O Povo está dando exemplo nesse caso ao cumprir com rigor a lei que protege crianças e adolescentes, e ir além destes. De acordo com a chefia da Redação, a decisão do O Povo ?é não expor, de nenhuma forma, criança ou adolescente em situação de constrangimento. Isso é fechado. Se acontecer o contrário, é falha e o editor está sujeito à punição?. O grupo de editores que comanda a Redação explica que o tema já foi alvo de discussão interna com todos editores. O entendimento é que o Estatuto da Criança e do Adolescente é claro e disciplina o tema. Quanto a outros episódios a decisão envolve ?uma avaliação caso a caso? e ?a tendência hoje é realmente proteger as pessoas?, reforça a Chefia. Se a informação tratar de acusados de algum crime, a orientação é que seus nomes sejam protegidos – com a publicação apenas das iniciais – até pelo menos a conclusão do inquérito.

Na última quarta-feira, o jornal publicou apenas as iniciais de pessoas envolvidas na prática de aborto, apesar de todos os indícios flagrantes pelos policiais da Delegacia de Combate à Exploração da Criança e do Adolescente. A não exposição dos nomes das pessoas não impediu que o leitor fosse devidamente informado. Nesse caso, a editora que estava acompanhando a apuração da matéria optou por não publicar os nomes porque o caso teve uma apuração demorada e não permitiu uma conversa entre ela e a chefia. O flagrante aconteceu à noite. ?Esse foi o critério. A gente tem um consenso: na dúvida, coloca as iniciais?, afirma a Redação.
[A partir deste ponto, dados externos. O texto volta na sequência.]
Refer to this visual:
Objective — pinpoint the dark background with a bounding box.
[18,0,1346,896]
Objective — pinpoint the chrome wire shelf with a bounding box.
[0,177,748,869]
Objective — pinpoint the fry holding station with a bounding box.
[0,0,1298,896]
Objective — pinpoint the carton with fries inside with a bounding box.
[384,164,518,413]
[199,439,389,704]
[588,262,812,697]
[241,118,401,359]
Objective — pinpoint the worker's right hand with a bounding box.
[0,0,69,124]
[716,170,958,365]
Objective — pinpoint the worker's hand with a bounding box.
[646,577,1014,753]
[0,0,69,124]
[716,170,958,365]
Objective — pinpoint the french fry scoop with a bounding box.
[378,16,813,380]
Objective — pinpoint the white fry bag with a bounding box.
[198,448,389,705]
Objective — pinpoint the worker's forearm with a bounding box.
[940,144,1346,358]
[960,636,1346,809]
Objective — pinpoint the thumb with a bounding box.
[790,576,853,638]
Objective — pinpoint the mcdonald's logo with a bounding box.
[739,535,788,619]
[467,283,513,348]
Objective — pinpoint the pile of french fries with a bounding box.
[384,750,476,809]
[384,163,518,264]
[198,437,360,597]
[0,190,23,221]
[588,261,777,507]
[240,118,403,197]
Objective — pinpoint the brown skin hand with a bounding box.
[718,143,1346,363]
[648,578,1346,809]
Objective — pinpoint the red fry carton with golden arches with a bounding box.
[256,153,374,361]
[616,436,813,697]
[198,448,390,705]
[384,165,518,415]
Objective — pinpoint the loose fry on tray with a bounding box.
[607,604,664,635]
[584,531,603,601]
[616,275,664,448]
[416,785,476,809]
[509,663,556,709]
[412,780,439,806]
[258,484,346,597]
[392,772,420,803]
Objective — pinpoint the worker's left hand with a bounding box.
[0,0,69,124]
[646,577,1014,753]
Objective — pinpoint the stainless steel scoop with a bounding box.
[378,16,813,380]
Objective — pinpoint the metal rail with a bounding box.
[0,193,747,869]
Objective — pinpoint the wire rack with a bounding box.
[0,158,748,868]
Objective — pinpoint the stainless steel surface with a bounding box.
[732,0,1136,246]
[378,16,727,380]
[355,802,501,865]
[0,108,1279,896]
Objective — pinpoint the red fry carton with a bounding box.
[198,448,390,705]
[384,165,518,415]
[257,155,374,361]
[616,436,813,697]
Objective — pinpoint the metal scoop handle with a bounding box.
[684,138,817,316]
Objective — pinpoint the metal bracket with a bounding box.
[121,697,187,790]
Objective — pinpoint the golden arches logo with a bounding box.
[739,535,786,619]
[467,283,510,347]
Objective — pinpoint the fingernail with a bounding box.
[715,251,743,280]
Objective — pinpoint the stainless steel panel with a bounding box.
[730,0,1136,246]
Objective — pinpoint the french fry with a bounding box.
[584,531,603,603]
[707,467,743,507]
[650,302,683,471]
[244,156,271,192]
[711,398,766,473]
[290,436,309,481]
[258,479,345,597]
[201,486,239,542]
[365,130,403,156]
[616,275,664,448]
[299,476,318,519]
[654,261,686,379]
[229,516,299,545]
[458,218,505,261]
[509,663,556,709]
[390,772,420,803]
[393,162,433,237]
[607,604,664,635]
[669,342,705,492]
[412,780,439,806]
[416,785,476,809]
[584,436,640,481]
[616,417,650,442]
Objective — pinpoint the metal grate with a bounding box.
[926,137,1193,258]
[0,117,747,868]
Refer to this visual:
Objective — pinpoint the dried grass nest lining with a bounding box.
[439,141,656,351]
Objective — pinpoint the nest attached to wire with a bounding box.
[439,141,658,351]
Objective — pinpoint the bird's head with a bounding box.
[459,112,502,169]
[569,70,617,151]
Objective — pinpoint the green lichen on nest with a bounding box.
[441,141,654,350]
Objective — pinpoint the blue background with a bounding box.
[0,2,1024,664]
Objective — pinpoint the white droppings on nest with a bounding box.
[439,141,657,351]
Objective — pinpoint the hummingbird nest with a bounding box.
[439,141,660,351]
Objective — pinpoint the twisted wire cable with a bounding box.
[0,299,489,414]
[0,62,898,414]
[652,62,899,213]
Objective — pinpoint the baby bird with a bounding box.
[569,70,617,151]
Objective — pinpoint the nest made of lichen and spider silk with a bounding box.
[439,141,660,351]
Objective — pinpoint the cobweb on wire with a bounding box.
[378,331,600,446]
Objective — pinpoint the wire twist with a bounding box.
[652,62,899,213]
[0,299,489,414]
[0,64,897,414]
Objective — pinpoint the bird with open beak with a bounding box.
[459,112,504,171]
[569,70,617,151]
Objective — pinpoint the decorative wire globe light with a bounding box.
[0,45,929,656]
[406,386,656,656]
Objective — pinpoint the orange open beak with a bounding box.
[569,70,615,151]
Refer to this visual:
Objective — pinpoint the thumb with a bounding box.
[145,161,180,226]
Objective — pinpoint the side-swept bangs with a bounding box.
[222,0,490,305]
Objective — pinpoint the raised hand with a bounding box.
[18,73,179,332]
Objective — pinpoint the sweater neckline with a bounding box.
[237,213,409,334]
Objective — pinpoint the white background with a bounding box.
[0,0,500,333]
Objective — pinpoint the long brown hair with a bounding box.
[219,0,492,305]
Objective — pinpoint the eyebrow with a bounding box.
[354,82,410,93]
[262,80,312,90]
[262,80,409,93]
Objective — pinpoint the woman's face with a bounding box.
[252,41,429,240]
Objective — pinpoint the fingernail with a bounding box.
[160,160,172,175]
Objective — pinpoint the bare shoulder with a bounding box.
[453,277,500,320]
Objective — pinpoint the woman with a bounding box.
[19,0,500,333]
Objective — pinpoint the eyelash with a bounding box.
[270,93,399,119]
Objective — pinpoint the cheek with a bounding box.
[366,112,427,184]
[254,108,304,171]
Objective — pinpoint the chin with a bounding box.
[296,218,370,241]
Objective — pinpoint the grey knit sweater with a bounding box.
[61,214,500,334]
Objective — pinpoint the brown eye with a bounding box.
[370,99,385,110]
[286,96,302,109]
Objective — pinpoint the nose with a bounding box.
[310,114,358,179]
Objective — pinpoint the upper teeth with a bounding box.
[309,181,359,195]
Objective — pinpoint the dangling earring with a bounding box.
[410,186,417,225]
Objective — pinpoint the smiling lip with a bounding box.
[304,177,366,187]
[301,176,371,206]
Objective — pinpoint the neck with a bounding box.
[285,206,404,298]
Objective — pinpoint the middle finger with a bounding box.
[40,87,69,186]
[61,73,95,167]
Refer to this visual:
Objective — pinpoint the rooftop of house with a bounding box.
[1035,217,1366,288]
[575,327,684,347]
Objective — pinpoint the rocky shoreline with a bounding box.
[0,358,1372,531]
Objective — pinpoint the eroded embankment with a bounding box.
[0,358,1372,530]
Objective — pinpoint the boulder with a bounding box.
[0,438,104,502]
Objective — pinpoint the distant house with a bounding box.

A decisão do O Povo inclui também pessoas adultas vítimas de violência sexual. Seus nomes e os de seus familiares serão preservados. ?Nesse caso é decisão do jornal não expor a mais um constrangimento uma vítima de violência sexual. A lei é omissa, mas nós só damos as iniciais. Se escapar, também é erro?, informa a Chefia.

É louvável por parte do jornal essa disposição de preservar a imagem das pessoas que, vítimas de violência, podem sofrer dupla violação de sua dignidade. E dia-a-dia cresce o exército de violentados no País, seja pela doença social da violência, que todos podemos ser vítimas, seja, infelizmente, pela própria mídia."